U.S. President Joe Biden and his wife Jill, as well as predecessors in office such as Bill Clinton and Barack Obama, participated in Zero Zone at the ceremonies in New York, which took on special significance this year. .

To the rugged departure of US troops from Afghanistan after the return to power of the Taliban themselves whom they evicted almost 20 years ago to welcome the ideologues of the attacks perpetrated by Al Qaeda, was added the return to a certain normality after the clawing of the covid-19, which raged particularly with New York.

In a video posted on the eve of the anniversary, Biden called on Americans to drive.

“For me it is the main lesson of 9/11. At the time of greatest vulnerability, (…) unity is our greatest strength,” the president said in his message.

Amidst the excitement, Bruce Springsteen sang accompanied by his guitar “I’ll see you in my dreams” (I’ll see you in my dreams).

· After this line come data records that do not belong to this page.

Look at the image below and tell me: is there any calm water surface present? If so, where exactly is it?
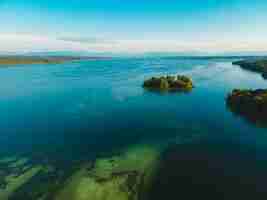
[0,58,267,166]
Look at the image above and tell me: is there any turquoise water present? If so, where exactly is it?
[0,58,267,197]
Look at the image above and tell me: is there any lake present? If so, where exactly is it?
[0,57,267,200]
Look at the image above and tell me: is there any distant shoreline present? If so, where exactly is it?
[0,56,110,66]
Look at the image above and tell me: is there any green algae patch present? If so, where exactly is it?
[0,166,42,200]
[55,146,159,200]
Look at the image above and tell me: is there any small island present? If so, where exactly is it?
[233,58,267,79]
[0,55,109,67]
[226,89,267,124]
[143,75,193,91]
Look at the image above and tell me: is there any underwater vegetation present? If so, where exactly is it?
[53,146,159,200]
[226,89,267,124]
[233,58,267,79]
[143,75,193,91]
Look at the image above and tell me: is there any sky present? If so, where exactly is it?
[0,0,267,54]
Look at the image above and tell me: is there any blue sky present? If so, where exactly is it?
[0,0,267,52]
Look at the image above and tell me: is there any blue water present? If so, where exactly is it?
[0,58,267,162]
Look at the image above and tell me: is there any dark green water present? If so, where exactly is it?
[0,58,267,198]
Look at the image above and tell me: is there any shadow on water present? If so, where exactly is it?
[145,143,267,200]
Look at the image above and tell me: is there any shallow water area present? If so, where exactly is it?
[0,57,267,200]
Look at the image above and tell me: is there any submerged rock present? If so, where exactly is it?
[143,75,193,91]
[233,58,267,79]
[226,89,267,124]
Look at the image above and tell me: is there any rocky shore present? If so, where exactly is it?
[233,58,267,79]
[143,75,193,91]
[226,89,267,123]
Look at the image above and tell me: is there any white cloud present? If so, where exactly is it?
[0,33,267,53]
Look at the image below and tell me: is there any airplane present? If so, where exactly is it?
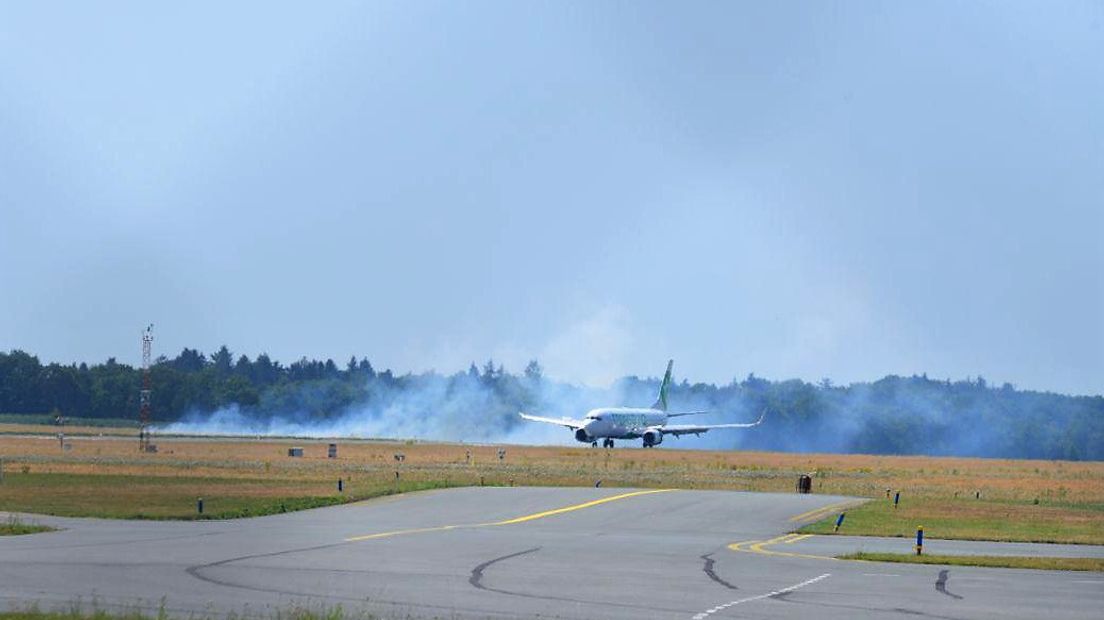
[518,360,766,448]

Many people have traveled this week, especially to New York, which woke up under heavy security measures to pay tribute to the victims, 2,753 of them in the Twin Towers.

– Live emotion –

Twenty years later, the emotion is still alive for this brutal attack that shocked an entire country and the world, not in vain the victims were 90 nationalities. The edge of the pools where the names of the 2,753 victims of the Twin Towers are inscribed had been filled with flowers since Thursday.

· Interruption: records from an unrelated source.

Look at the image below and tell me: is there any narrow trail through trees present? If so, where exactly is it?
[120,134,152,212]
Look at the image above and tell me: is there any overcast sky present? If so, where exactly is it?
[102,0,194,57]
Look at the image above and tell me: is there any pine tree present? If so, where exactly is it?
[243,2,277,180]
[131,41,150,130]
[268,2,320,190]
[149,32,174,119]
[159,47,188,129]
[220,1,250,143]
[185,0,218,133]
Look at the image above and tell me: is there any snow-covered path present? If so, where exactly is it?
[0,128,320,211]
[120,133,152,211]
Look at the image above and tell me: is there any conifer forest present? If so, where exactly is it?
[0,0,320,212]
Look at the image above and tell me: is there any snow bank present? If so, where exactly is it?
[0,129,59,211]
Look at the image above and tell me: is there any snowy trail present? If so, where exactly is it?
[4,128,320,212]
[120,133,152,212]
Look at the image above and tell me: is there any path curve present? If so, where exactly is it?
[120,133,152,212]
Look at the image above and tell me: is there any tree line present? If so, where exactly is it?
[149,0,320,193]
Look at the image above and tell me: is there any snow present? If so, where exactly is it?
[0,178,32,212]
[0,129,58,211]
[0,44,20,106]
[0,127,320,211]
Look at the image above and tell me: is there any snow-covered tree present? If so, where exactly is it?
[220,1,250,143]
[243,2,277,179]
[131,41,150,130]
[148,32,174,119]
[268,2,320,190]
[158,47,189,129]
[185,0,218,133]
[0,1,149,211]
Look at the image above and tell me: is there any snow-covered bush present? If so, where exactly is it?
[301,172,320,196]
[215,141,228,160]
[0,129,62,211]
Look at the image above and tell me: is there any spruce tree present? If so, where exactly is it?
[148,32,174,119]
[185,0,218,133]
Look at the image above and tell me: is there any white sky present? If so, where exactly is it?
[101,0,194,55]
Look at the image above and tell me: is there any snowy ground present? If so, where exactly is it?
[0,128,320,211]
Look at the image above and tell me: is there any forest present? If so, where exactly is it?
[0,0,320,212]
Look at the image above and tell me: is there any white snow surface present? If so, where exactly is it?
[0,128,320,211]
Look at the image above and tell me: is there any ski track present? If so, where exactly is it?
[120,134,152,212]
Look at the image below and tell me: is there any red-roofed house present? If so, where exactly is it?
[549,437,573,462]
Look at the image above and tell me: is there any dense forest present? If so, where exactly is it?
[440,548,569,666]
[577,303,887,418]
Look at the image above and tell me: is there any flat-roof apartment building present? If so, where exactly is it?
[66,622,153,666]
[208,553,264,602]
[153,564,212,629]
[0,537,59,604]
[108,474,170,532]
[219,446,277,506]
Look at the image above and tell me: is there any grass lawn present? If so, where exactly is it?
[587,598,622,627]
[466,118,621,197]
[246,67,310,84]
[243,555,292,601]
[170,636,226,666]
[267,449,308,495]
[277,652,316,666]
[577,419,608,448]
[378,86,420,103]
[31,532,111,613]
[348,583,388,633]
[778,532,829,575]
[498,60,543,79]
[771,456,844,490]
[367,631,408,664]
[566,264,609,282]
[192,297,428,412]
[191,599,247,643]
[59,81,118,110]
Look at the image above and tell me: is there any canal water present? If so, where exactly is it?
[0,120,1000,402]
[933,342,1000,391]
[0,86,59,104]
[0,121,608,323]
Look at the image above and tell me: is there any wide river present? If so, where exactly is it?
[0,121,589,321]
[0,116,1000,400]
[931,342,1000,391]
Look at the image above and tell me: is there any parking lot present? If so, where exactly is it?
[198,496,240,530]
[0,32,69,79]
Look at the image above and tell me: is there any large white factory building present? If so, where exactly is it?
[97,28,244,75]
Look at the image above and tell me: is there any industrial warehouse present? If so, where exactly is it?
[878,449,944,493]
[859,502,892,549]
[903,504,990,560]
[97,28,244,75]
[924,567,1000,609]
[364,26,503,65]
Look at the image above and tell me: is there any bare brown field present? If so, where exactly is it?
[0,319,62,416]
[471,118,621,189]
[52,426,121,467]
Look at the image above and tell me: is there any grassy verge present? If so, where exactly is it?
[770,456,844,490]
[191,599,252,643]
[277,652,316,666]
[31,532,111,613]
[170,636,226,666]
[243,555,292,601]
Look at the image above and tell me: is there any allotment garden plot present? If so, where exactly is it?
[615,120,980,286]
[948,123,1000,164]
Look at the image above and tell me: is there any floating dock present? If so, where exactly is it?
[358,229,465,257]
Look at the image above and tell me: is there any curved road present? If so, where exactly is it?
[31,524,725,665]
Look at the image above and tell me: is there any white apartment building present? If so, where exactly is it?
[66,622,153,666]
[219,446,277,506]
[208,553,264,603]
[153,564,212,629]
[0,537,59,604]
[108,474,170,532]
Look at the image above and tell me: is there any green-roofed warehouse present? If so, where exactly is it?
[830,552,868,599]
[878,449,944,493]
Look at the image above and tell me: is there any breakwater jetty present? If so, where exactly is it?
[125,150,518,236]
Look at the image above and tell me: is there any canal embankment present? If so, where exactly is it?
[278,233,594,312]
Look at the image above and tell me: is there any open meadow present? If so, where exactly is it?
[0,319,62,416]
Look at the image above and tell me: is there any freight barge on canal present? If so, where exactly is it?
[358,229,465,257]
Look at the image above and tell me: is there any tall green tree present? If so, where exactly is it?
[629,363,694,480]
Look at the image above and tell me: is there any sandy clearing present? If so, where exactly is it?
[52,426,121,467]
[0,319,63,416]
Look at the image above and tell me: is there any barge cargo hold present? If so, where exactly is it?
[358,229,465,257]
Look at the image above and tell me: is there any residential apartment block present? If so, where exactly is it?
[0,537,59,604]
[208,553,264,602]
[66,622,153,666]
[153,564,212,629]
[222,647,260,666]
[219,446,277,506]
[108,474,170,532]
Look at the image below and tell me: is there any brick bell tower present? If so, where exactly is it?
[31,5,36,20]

In the Zero Zone of the attacks, the tallest building in the country has been erected, the One World Trade Center, 541 meters high, a museum and two swimming pools where the Twin Towers used to be.

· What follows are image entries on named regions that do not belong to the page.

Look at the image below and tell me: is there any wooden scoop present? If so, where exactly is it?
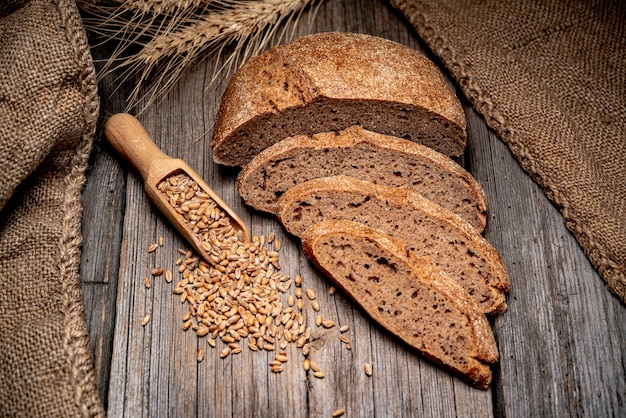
[104,113,250,264]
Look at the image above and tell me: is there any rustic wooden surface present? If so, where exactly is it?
[82,0,626,417]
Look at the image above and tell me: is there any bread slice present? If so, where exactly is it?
[278,176,510,315]
[238,126,487,231]
[211,32,466,166]
[302,220,498,388]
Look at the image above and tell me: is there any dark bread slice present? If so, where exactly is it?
[238,126,487,232]
[302,220,498,389]
[211,32,466,166]
[278,176,510,315]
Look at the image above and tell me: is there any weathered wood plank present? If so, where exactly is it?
[466,108,626,416]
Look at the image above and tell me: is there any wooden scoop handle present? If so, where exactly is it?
[104,113,171,182]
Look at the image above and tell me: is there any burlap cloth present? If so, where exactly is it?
[0,0,626,417]
[391,0,626,302]
[0,0,104,417]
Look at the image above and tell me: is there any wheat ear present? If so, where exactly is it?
[127,0,314,106]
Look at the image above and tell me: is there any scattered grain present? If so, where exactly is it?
[322,319,335,328]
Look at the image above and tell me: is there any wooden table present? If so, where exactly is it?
[82,0,626,417]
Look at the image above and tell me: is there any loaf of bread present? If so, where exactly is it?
[302,220,498,388]
[211,33,466,166]
[238,126,487,232]
[278,176,509,315]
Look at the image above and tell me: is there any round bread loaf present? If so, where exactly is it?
[211,32,466,166]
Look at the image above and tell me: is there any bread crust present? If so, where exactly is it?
[237,126,487,232]
[211,32,466,166]
[278,176,510,315]
[302,220,498,389]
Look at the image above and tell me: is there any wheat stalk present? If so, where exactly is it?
[80,0,317,110]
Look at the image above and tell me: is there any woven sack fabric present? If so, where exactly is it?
[0,0,104,417]
[391,0,626,302]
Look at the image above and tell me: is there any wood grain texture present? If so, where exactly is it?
[82,0,626,417]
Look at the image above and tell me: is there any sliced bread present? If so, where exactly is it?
[278,176,510,314]
[302,220,498,388]
[211,33,466,166]
[238,126,487,232]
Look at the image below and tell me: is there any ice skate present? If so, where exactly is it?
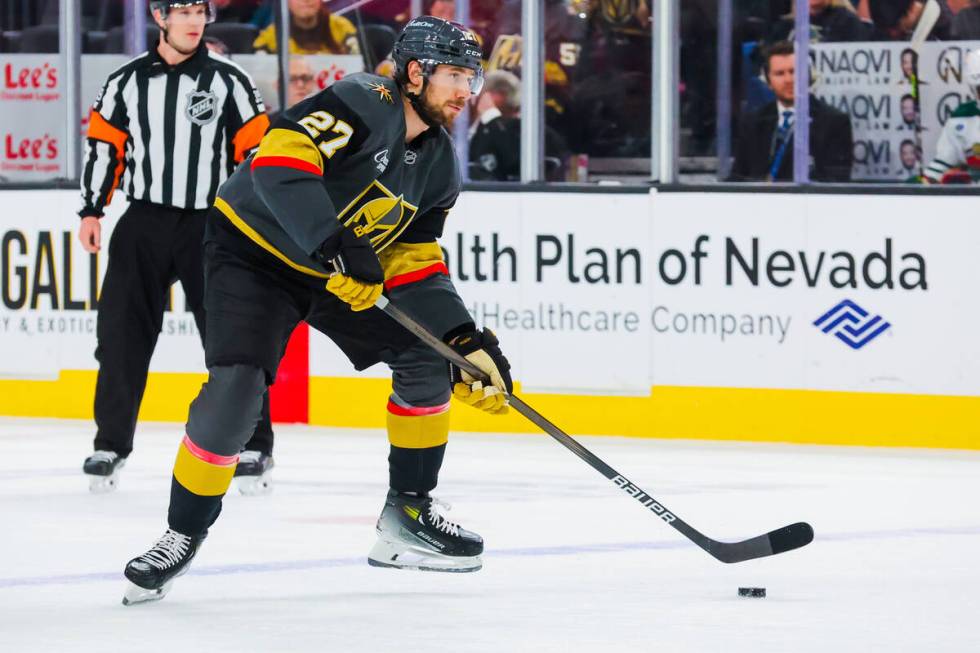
[82,451,126,494]
[368,490,483,572]
[235,451,275,497]
[123,528,204,605]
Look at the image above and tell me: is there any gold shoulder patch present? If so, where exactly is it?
[371,82,395,104]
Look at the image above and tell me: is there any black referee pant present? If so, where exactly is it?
[95,201,272,457]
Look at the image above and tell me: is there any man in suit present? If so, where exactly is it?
[731,42,853,182]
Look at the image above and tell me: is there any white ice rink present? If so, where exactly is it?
[0,419,980,653]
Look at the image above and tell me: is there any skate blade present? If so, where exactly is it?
[123,579,174,605]
[368,539,483,574]
[86,472,119,494]
[235,473,272,497]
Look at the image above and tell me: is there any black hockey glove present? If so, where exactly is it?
[314,229,385,311]
[447,328,514,415]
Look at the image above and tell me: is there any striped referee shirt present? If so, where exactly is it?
[78,44,269,217]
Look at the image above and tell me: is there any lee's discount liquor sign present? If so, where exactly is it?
[0,54,65,182]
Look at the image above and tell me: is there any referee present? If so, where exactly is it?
[78,0,272,494]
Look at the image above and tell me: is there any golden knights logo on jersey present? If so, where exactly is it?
[337,180,419,252]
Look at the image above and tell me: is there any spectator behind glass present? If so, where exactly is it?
[952,0,980,41]
[769,0,871,43]
[269,55,316,124]
[469,70,569,181]
[868,0,953,41]
[731,42,853,182]
[254,0,360,54]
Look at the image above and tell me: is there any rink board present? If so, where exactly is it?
[0,191,980,449]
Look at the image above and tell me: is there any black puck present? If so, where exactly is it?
[738,587,766,599]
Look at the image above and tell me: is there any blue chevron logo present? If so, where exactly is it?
[813,299,891,349]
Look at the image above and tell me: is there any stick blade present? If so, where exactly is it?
[701,522,813,564]
[769,522,813,555]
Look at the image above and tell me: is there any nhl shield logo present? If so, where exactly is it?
[185,91,218,127]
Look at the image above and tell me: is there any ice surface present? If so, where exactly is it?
[0,419,980,653]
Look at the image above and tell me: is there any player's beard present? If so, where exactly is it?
[419,89,459,129]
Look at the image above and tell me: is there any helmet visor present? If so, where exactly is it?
[160,0,215,25]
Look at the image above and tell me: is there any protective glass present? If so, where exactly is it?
[163,0,215,25]
[429,66,483,95]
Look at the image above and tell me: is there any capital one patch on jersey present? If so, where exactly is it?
[337,180,419,252]
[185,91,218,127]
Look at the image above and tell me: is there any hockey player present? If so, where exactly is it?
[123,16,511,604]
[923,50,980,184]
[78,0,272,493]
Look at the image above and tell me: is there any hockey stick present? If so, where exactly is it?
[375,295,813,563]
[909,0,942,179]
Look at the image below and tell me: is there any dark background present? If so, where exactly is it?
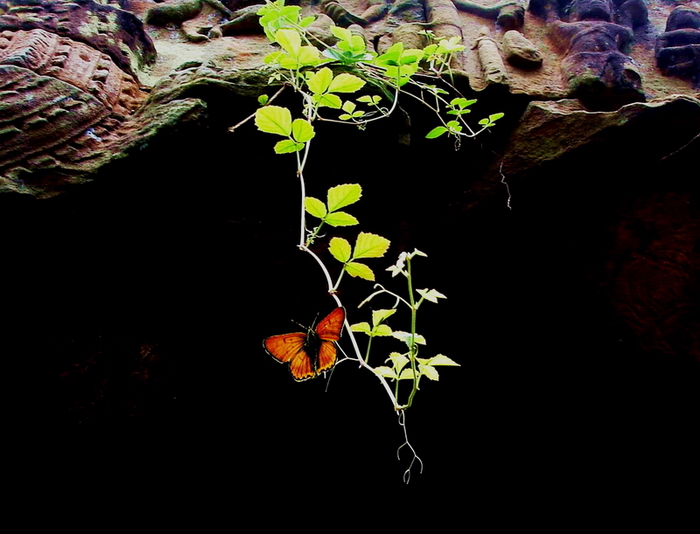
[2,92,699,518]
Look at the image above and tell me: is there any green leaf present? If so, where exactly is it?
[275,139,304,154]
[372,365,396,380]
[372,324,394,337]
[418,365,440,380]
[428,354,460,367]
[328,237,352,263]
[416,289,447,304]
[328,184,362,211]
[312,93,343,109]
[275,29,301,59]
[425,126,447,139]
[350,322,372,335]
[392,331,425,347]
[345,261,374,282]
[353,232,391,260]
[292,119,316,143]
[297,46,321,67]
[328,72,365,93]
[326,211,360,226]
[372,308,396,326]
[304,197,328,219]
[387,352,410,371]
[255,106,292,137]
[399,367,420,380]
[357,95,382,106]
[306,67,333,94]
[343,100,357,113]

“As a nation, it’s one of those moments – like the assassination of John F. Kennedy – that you remember what you were doing,” Patricia Litewski, 52, told AFP. “It affected everyone in one way or another,” he assured.

Josep Dittmar is one of the survivors of the towers. That day he was on the 105th floor of the south tower at a meeting when the first plane crashed into the other twin tower.

Neither he nor his colleagues had any idea what was going on but twenty years later he remembers how small decisions he made at the time saved his life. The only thing I had in mind was to go down the 105 floors down the stairs as soon as possible and out into the street.

“I don’t feel guilty for surviving. I wonder how I survived, but I learned relatively quickly that what I had to do was keep telling the story in order to live,” he told AFP recently.

Arlene Sorano, 68, has a friend who lost her son. He has decided to come to this significant anniversary to “honor the souls who died.”

– Another world –

Much has changed in the world since the 9/11 attacks perpetrated by Osama bin Laden’s al Qaeda, which was later shot down by Americans at their refuge in Pakistan.

The US invasion of Iraq and Afghanistan was followed by attacks on Bali (2002), Madrid (2004), London (2005), Bombay (2008) and Islamist Paris (2015), or the emergence of groups such as the Islamic State, which have brought terror levels to unimaginable heights and created schools in many regions of the world.

In the heat of the revolts in favor of the freedom and the democracy in many countries of the Arab world during the call Arab Spring, many conflicts were entrenched in atrocious civil wars like Libya or Syria where the Islamist groups pertaining to Al Qaeda or EI also waged a quarterless war that is spreading to weak states in Africa.

The attacks also profoundly changed the way we travel with strong security measures at airports, planes, train or boat stations and controls of the intelligence services that are now part of the day-to-day lives of travelers.